Bu soruların cevapları bulunduktan sonra birey, iyi bir şekilde meslek araştırması yapmalı bunun için de bu alanın uzmanı olan psikolojik danışmandan yardım almalıdır. Günümüzde halen birçok mesleğin bilinmemesi veya istihdam alanlarının bilinmemesi tercih dönemlerinde de belli meslekler etrafında tercih yapmaya neden olmaktadır. Bu yanlış bir yöntem olduğu gibi öğrencileri de popüler meslekler ayrımına sürüklemektedir. Fakat unutulmamalıdır ki birçok meslek öğrenciye garanti iş sahası sunmamaktadır. Üniversite eğitimi başlı başına kariyer oluşturma alanı olmakta ve hangi bölüm olursa olsun sürekli gelişim istemektedir. Buradan yola çıkarak denilebilir ki üniversite seçimlerinizde iş bulma oranınından çok kendi kişiliğinize uygun bir yönelim yapmak daha fazla başarılı olmanızı ve doyuma ulaşmanızı sağlayacaktır.
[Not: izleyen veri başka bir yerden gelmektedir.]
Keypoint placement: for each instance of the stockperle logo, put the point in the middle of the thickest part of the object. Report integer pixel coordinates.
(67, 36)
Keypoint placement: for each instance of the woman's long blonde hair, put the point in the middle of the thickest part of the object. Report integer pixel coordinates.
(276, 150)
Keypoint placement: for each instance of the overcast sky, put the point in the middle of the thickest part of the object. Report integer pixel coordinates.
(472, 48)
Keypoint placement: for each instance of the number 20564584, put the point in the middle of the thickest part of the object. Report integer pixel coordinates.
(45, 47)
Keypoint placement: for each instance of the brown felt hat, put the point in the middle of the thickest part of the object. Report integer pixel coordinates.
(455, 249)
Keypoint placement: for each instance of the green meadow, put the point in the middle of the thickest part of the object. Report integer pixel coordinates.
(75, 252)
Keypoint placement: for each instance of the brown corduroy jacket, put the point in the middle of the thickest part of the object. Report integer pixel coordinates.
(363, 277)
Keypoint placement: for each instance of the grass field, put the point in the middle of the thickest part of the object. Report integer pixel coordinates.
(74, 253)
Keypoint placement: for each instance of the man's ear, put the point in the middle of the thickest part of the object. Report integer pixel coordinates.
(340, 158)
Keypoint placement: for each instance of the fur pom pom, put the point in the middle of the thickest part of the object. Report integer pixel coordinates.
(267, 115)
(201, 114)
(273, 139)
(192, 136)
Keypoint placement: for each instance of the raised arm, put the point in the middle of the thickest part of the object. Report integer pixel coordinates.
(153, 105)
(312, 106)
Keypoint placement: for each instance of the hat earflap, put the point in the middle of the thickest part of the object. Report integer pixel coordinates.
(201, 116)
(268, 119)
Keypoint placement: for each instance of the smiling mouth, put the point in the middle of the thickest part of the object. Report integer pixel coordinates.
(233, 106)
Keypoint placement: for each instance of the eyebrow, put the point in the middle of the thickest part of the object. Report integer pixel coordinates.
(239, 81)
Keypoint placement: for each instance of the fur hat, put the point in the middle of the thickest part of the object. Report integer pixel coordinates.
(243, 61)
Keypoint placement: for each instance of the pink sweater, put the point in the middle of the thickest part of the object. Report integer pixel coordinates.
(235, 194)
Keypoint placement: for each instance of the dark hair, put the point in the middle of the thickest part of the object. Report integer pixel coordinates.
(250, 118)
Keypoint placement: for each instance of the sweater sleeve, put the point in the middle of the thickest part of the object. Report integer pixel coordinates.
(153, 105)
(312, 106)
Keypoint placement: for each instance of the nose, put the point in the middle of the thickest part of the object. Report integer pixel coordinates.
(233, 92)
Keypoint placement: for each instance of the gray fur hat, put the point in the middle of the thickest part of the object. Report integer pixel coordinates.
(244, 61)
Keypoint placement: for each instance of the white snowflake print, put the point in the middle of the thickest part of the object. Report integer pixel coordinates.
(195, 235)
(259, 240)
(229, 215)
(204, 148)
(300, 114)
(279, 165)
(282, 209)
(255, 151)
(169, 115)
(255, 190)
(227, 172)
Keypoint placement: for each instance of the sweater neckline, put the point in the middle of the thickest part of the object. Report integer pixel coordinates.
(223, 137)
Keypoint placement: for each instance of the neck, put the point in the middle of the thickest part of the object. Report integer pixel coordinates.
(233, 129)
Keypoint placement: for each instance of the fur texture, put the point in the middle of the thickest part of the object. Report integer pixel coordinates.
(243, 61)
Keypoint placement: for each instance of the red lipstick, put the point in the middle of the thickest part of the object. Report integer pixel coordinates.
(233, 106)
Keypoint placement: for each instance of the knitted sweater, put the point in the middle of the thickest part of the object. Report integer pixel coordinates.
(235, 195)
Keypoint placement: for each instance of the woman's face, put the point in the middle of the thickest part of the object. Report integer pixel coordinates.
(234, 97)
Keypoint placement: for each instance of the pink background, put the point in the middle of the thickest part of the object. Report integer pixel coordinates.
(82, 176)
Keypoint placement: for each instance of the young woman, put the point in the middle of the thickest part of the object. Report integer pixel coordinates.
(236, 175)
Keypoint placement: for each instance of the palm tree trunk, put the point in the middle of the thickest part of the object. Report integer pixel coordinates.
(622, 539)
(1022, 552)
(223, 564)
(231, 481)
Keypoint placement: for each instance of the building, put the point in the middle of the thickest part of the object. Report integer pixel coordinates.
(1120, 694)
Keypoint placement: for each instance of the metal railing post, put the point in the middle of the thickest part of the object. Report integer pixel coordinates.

Hepiniz bu eğitim yolculuğunda emekler verdiniz, bu emeklerin karşılığını da en güzel şekilde almanın tek yolu ilgi duyduğunuz ve sizinle uyuşan bir meslek seçimi yapmanız olacaktır. Mesleki seçim gelişim göstermektedir ve her seçim değiştirilebilmektedir. Bu nedenle kendi isteğiniz doğrultusunda ilerlemek sizi bir sıfır öne taşıyacaktır. Tercih seçimlerinizin sizin seçiminiz olmasına dikkat edin.